長いリバートン邸の廊下を走りながらクルスが言った。

「 何が?」

クルスの少し後ろを走るリサが尋ね返した。

束ねた髪が上下になびく。

入軍したてのクルスは、リサがライフルを持つ姿を見たことがなく、また想像すらできなかったからだ。
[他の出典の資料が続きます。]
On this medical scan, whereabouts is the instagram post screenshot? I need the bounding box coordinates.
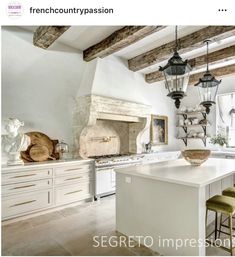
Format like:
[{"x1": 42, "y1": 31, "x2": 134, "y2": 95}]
[{"x1": 0, "y1": 0, "x2": 235, "y2": 256}]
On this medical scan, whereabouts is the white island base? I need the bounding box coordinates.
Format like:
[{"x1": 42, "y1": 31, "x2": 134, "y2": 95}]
[{"x1": 116, "y1": 159, "x2": 235, "y2": 256}]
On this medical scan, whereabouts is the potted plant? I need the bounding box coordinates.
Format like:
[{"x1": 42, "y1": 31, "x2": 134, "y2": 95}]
[{"x1": 210, "y1": 133, "x2": 228, "y2": 150}]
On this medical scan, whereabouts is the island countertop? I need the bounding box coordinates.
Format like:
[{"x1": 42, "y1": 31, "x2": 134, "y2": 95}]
[{"x1": 115, "y1": 158, "x2": 235, "y2": 187}]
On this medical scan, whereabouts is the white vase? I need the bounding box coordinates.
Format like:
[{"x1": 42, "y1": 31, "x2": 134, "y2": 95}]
[{"x1": 215, "y1": 144, "x2": 224, "y2": 151}]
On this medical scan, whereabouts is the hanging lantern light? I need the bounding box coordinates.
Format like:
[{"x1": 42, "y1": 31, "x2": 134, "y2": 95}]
[
  {"x1": 159, "y1": 26, "x2": 192, "y2": 109},
  {"x1": 194, "y1": 40, "x2": 221, "y2": 114}
]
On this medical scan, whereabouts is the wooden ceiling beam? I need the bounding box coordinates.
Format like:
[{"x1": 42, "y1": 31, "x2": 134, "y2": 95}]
[
  {"x1": 128, "y1": 26, "x2": 235, "y2": 71},
  {"x1": 145, "y1": 45, "x2": 235, "y2": 83},
  {"x1": 33, "y1": 26, "x2": 70, "y2": 49},
  {"x1": 189, "y1": 64, "x2": 235, "y2": 85},
  {"x1": 83, "y1": 26, "x2": 165, "y2": 62}
]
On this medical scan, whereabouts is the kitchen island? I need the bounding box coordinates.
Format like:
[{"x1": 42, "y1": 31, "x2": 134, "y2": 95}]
[{"x1": 116, "y1": 158, "x2": 235, "y2": 256}]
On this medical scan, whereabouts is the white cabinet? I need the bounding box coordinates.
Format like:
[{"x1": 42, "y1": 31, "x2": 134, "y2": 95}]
[
  {"x1": 96, "y1": 168, "x2": 116, "y2": 196},
  {"x1": 2, "y1": 160, "x2": 95, "y2": 220},
  {"x1": 2, "y1": 189, "x2": 53, "y2": 219}
]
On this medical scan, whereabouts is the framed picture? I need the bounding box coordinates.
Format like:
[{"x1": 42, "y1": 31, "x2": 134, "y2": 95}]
[{"x1": 151, "y1": 115, "x2": 168, "y2": 145}]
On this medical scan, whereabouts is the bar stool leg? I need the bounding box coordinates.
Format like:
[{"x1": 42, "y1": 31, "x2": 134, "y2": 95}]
[
  {"x1": 229, "y1": 214, "x2": 233, "y2": 256},
  {"x1": 219, "y1": 213, "x2": 223, "y2": 238},
  {"x1": 215, "y1": 212, "x2": 218, "y2": 240},
  {"x1": 205, "y1": 208, "x2": 208, "y2": 230}
]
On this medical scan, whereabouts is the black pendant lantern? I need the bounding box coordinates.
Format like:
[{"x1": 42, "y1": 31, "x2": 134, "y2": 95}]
[
  {"x1": 194, "y1": 40, "x2": 221, "y2": 114},
  {"x1": 159, "y1": 26, "x2": 192, "y2": 109}
]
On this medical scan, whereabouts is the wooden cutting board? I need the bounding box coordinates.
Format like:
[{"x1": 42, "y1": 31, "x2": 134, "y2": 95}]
[
  {"x1": 26, "y1": 131, "x2": 54, "y2": 155},
  {"x1": 21, "y1": 131, "x2": 59, "y2": 162}
]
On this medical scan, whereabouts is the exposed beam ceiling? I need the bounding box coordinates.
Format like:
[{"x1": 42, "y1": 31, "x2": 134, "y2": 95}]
[
  {"x1": 83, "y1": 26, "x2": 164, "y2": 62},
  {"x1": 128, "y1": 26, "x2": 235, "y2": 71},
  {"x1": 189, "y1": 64, "x2": 235, "y2": 85},
  {"x1": 33, "y1": 26, "x2": 70, "y2": 49},
  {"x1": 145, "y1": 45, "x2": 235, "y2": 83}
]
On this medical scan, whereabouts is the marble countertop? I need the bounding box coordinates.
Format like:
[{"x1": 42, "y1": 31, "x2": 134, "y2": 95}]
[
  {"x1": 2, "y1": 158, "x2": 94, "y2": 171},
  {"x1": 115, "y1": 158, "x2": 235, "y2": 187},
  {"x1": 211, "y1": 150, "x2": 235, "y2": 156}
]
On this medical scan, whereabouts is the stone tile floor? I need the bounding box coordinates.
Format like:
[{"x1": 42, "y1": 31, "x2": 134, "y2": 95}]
[{"x1": 2, "y1": 196, "x2": 233, "y2": 256}]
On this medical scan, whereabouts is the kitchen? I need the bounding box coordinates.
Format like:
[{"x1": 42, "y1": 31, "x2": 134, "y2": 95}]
[{"x1": 2, "y1": 26, "x2": 235, "y2": 255}]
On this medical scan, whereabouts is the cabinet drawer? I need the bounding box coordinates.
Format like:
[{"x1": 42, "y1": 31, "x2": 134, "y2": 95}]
[
  {"x1": 55, "y1": 183, "x2": 92, "y2": 205},
  {"x1": 2, "y1": 169, "x2": 52, "y2": 185},
  {"x1": 2, "y1": 179, "x2": 52, "y2": 196},
  {"x1": 55, "y1": 171, "x2": 92, "y2": 185},
  {"x1": 2, "y1": 190, "x2": 52, "y2": 218},
  {"x1": 55, "y1": 164, "x2": 92, "y2": 176}
]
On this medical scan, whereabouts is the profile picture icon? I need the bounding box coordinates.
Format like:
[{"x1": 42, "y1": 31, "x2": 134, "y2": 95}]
[{"x1": 7, "y1": 2, "x2": 23, "y2": 18}]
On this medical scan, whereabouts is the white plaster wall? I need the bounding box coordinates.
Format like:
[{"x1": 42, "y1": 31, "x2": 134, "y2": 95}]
[
  {"x1": 2, "y1": 27, "x2": 85, "y2": 151},
  {"x1": 2, "y1": 27, "x2": 235, "y2": 154},
  {"x1": 92, "y1": 56, "x2": 179, "y2": 150}
]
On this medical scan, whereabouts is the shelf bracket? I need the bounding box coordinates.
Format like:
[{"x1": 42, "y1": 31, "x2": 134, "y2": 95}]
[
  {"x1": 202, "y1": 138, "x2": 206, "y2": 146},
  {"x1": 202, "y1": 112, "x2": 206, "y2": 119},
  {"x1": 182, "y1": 138, "x2": 188, "y2": 146},
  {"x1": 202, "y1": 126, "x2": 206, "y2": 136},
  {"x1": 182, "y1": 126, "x2": 188, "y2": 134}
]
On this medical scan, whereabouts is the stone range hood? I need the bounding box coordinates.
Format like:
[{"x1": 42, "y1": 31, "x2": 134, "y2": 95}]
[{"x1": 73, "y1": 95, "x2": 151, "y2": 158}]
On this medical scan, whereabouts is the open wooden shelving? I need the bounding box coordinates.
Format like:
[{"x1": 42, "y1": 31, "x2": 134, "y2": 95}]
[{"x1": 176, "y1": 111, "x2": 210, "y2": 146}]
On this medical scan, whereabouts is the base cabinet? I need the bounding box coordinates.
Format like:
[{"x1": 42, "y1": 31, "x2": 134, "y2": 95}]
[
  {"x1": 2, "y1": 190, "x2": 53, "y2": 219},
  {"x1": 2, "y1": 160, "x2": 95, "y2": 220}
]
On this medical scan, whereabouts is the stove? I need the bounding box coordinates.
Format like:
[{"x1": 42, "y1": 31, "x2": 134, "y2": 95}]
[
  {"x1": 90, "y1": 154, "x2": 144, "y2": 168},
  {"x1": 90, "y1": 154, "x2": 144, "y2": 199}
]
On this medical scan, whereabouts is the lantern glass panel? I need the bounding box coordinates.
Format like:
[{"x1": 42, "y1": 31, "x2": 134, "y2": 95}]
[
  {"x1": 198, "y1": 82, "x2": 218, "y2": 102},
  {"x1": 164, "y1": 70, "x2": 190, "y2": 93}
]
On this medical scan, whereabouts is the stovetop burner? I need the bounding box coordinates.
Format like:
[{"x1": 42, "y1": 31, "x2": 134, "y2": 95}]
[
  {"x1": 90, "y1": 153, "x2": 142, "y2": 167},
  {"x1": 89, "y1": 153, "x2": 131, "y2": 160}
]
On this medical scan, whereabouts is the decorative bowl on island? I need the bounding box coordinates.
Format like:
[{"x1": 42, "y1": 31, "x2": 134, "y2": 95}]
[{"x1": 182, "y1": 149, "x2": 211, "y2": 166}]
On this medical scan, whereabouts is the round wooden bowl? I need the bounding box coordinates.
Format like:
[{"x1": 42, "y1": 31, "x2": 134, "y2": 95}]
[
  {"x1": 182, "y1": 149, "x2": 211, "y2": 166},
  {"x1": 29, "y1": 145, "x2": 50, "y2": 162}
]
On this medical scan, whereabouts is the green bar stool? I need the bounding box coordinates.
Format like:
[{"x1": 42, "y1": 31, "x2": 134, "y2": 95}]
[
  {"x1": 219, "y1": 186, "x2": 235, "y2": 234},
  {"x1": 222, "y1": 187, "x2": 235, "y2": 198},
  {"x1": 206, "y1": 195, "x2": 235, "y2": 256}
]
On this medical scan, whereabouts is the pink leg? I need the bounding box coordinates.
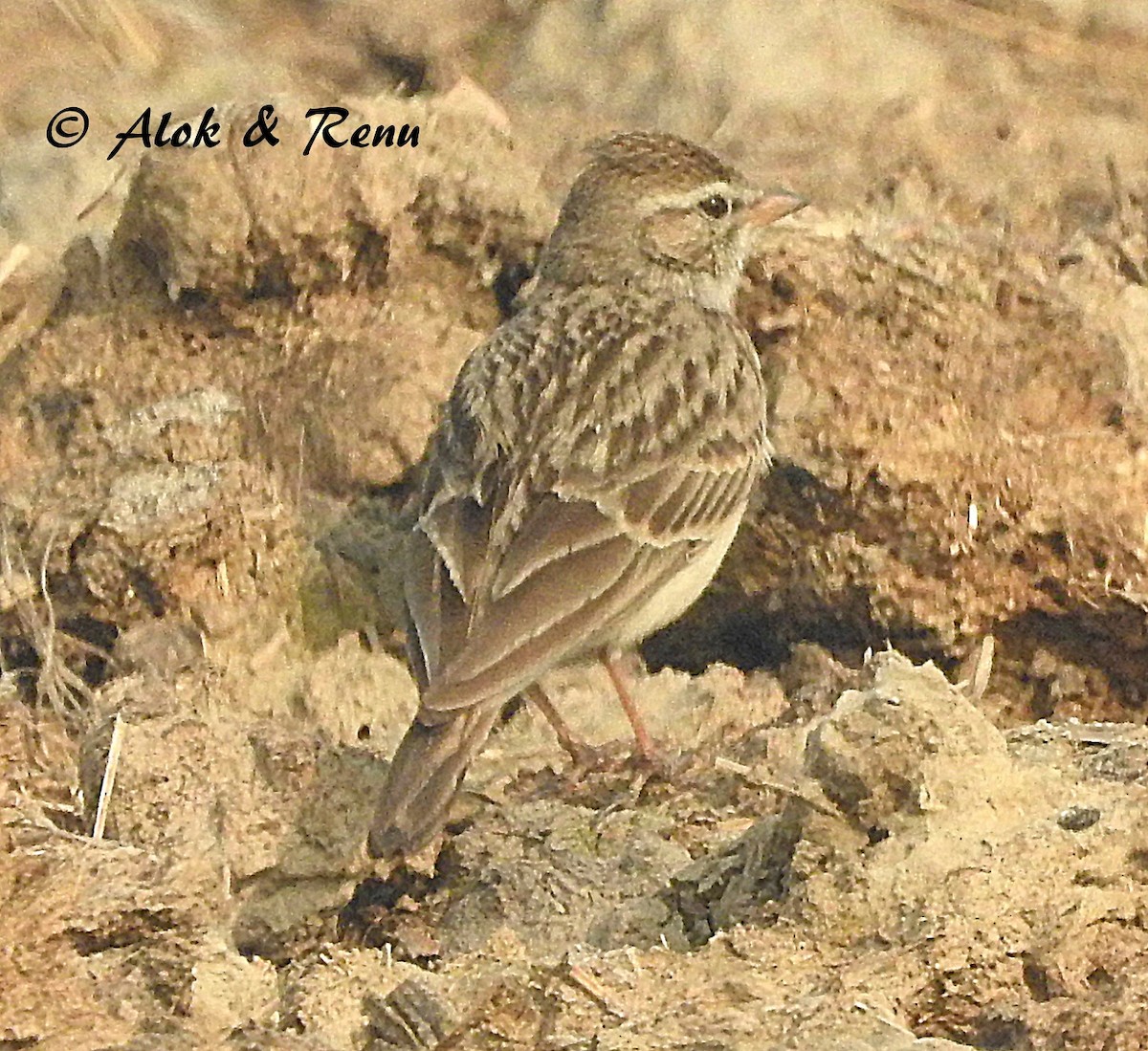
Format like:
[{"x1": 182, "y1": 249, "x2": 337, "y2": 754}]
[{"x1": 602, "y1": 650, "x2": 660, "y2": 765}]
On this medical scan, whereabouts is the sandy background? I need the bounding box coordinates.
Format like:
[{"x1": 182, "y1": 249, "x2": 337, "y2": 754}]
[{"x1": 0, "y1": 0, "x2": 1148, "y2": 1051}]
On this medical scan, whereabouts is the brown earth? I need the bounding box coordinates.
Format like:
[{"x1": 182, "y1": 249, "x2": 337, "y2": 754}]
[{"x1": 0, "y1": 0, "x2": 1148, "y2": 1051}]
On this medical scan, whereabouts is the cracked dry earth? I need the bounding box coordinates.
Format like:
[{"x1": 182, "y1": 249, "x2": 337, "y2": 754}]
[{"x1": 7, "y1": 2, "x2": 1148, "y2": 1051}]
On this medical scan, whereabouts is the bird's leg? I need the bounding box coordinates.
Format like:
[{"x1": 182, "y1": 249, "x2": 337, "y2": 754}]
[
  {"x1": 522, "y1": 684, "x2": 598, "y2": 770},
  {"x1": 601, "y1": 649, "x2": 662, "y2": 768}
]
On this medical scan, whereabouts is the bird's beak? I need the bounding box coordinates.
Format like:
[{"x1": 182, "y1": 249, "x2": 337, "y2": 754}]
[{"x1": 745, "y1": 189, "x2": 809, "y2": 226}]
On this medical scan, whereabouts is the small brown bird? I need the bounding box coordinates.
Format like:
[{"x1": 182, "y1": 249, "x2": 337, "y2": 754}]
[{"x1": 369, "y1": 133, "x2": 805, "y2": 857}]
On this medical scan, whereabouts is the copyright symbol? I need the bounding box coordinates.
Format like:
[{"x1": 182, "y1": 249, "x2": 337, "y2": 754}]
[{"x1": 47, "y1": 105, "x2": 87, "y2": 149}]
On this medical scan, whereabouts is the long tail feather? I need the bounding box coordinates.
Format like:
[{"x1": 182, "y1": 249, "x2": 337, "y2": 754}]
[{"x1": 367, "y1": 702, "x2": 501, "y2": 858}]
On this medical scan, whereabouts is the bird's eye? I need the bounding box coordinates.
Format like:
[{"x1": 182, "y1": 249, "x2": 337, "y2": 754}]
[{"x1": 698, "y1": 194, "x2": 733, "y2": 219}]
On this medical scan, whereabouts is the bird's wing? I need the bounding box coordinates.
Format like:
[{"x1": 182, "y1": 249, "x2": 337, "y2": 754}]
[{"x1": 407, "y1": 300, "x2": 765, "y2": 722}]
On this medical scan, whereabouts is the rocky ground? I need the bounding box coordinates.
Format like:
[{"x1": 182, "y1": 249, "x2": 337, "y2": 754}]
[{"x1": 0, "y1": 0, "x2": 1148, "y2": 1051}]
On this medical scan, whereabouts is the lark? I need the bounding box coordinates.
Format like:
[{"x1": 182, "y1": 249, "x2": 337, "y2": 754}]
[{"x1": 368, "y1": 133, "x2": 806, "y2": 858}]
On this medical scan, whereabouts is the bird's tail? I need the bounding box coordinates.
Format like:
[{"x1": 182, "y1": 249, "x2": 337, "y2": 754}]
[{"x1": 367, "y1": 702, "x2": 501, "y2": 858}]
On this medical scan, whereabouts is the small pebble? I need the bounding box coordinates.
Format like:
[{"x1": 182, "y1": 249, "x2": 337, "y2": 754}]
[{"x1": 1056, "y1": 806, "x2": 1100, "y2": 832}]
腕はともかく、防衛軍に居ながらライフルを扱えない軍人はいない。

まして、チームの長という立場にあるリサが扱えないわけがないはずだが…。

「 チーフが現場に行くのは、やっぱり…」

「 プログラムを組み替えるだけよ。二人の邪魔にはならないから。」

クルスの言いたかったのは、そんなことではなかったのだが、答えたリサとその隣を走るヴィルの表情を見て、言葉を断った。

二人の表情はかなり険しい。

リバートン邸を抜け出たヴィルがスタリオンにまたがる。

続いてクルスも届いたばかりのエア・バイクに飛び乗った。

「 クルス、後ろ乗るよ。」

「 え…?」

返事を訊かずにクルスの後ろに乗り込むリサ。

「 あたし、二輪免許ないの。それより、急いで。これ以上ほかのブロックがやられたら、ちょっと厳しいかもしれないわよ。」

一度侵入を許せば、リサたち…特種派遣部隊だけで凌げるかどうかすらもわからない。

ミュータントの系統がわからないというリスクはそれだけ高いのだ。

仮に、数時間かけてやっと到着する援護を頼んだところで、リネットの壊滅は避けられないだろう。

「 はいっ。」

短く答えて、クルスはアクセルを強く踏み込んだ。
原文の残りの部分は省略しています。